# Project: Wrangling and Analyze Data

## Data Gathering
In the cell below, gather **all** three pieces of data for this project and load them in the notebook. **Note:** the methods required to gather each data are different.
1. Directly download the WeRateDogs Twitter archive data (twitter_archive_enhanced.csv)

In [None]:
import numpy as np
import pandas as pd
import requests
import json
import os
import tweepy
from tweepy import OAuthHandler
from timeit import default_timer as timer
df_archive = pd.read_csv('twitter-archive-enhanced.csv')

In [None]:
df_archive.tweet_id.values

2. Use the Requests library to download the tweet image prediction (image_predictions.tsv)

In [None]:
url = 'https://d17h27t6h515a5.cloudfront.net/topher/2017/August/599fd2ad_image-predictions/image-predictions.tsv'

In [None]:
r = requests.get(url)

In [None]:
with open(os.path.join("",url.split('/')[-1]), mode = 'wb') as file:
            file.write(r.content)

In [None]:
df_image = pd.read_csv('image-predictions.tsv',sep='\t')

3. Use the Tweepy library to query additional data via the Twitter API (tweet_json.txt)

In [None]:
consumer_key = 'HIDDEN'
consumer_secret = 'HIDDEN'
access_token = 'HIDDEN'
access_secret = 'HIDDEN'

auth = OAuthHandler(consumer_key, consumer_secret)
auth.set_access_token(access_token, access_secret)

api = tweepy.API(auth, wait_on_rate_limit=True)

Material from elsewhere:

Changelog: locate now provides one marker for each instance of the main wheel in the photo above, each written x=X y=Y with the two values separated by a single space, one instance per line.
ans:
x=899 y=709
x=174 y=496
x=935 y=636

# NOTE TO STUDENT WITH MOBILE VERIFICATION ISSUES:
# df_1 is a DataFrame with the twitter_archive_enhanced.csv file. You may have to
# change line 17 to match the name of your DataFrame with twitter_archive_enhanced.csv
# NOTE TO REVIEWER: this student had mobile verification issues so the following
# Twitter API code was sent to this student from a Udacity instructor
# Tweet IDs for which to gather additional data via Twitter's API
tweet_ids = df_1.tweet_id.values
len(tweet_ids)

# Query Twitter's API for JSON data for each tweet ID in the Twitter archive
count = 0
fails_dict = {}
start = timer()
# Save each tweet's returned JSON as a new line in a .txt file
with open('tweet_json.txt', 'w') as outfile:
    # This loop will likely take 20-30 minutes to run because of Twitter's rate limit
    for tweet_id in tweet_ids:
        count += 1
        print(str(count) + ": " + str(tweet_id))
        try:
            tweet = api.get_status(tweet_id, tweet_mode='extended')
            print("Success")
            json.dump(tweet._json, outfile)
            outfile.write('\n')
        except tweepy.TweepError as e:
            print("Fail")
            fails_dict[tweet_id] = e
            pass
end = timer()
print(end - start)
print(fails_dict)

In [None]:
dict_temp = []
with open('tweet-json.txt', 'r') as file:
    for line in file:
        status = json.loads(line)
        tweet_id = status['id_str']
        retweet_count = status['retweet_count']
        fav_count = status['favorite_count']
        dict_temp.append({'tweet_id': tweet_id,
                        'retweet_count': retweet_count,
                         'favorite_count': fav_count })
tweets_metrics = pd.DataFrame.from_dict(dict_temp)

In [None]:
df_archive.info()

In [None]:
tweets_metrics.info()

In [None]:
df_image.info()

In [None]:
df_image.duplicated(subset = 'tweet_id')

In [None]:
tweets_metrics[tweets_metrics['tweet_id'] == '667152164079423490']

## Assessing Data
In this section, detect and document at least **eight (8) quality issues and two (2) tidiness issue**. You must use **both** visual assessment
programmatic assessement to assess the data.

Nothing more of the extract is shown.